On three occasions before 1998 — when India tested weaponised nuclear warheads — world powers used explicit or implicit threat of nuclear weapons to “try and change New Delhi’s behaviour”.
The revelation was made by national security adviser Shiv Shankar Menon on Tuesday. He, however, didn’t identify the world powers.
India tested weaponised nuclear warheads, including a thermonuclear device during the May 1998 Pokhran tests.
Strategic affairs expert Brahma Chellaney told HT that the explicit threat was from the US during the 1971 war with Pakistan. He didn’t want to second-guess the other two.
“On at least three occasions before 1998, other powers used the explicit or implicit threat of nuclear weapons to... change India’s behaviour,” Menon said.
He was addressing the National Outreach Conference on Global Nuclear Disarmament here Tuesday.
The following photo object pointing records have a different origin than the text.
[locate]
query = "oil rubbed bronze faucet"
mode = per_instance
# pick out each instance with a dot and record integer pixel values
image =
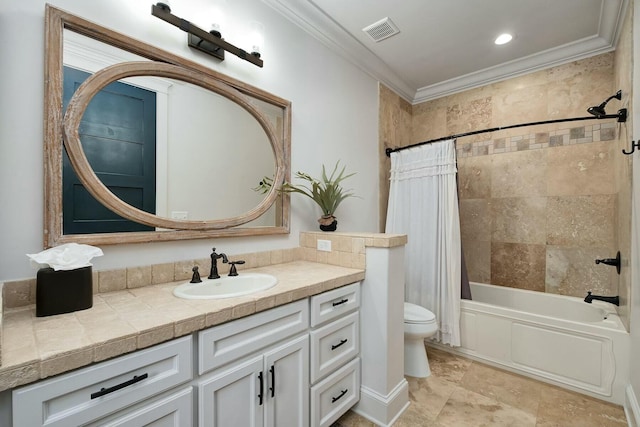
(613, 300)
(213, 274)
The global powers did not succeed in changing India's behaviour because of the "hard-headed leadership we were fortunate to have". The NDA was in power at the time of Pokhran tests and Atal Behari Vajpayee was the PM.
"The possession of nuclear weapons has, empirically speaking, deterred others from attempting nuclear coercion or blackmail against India."
In an apparent reference to Pakistan, he said unlike certain other nuclear weapon states, India's weapons were not meant to redress a military imbalance, or to some perceived inferiority in conventional military terms.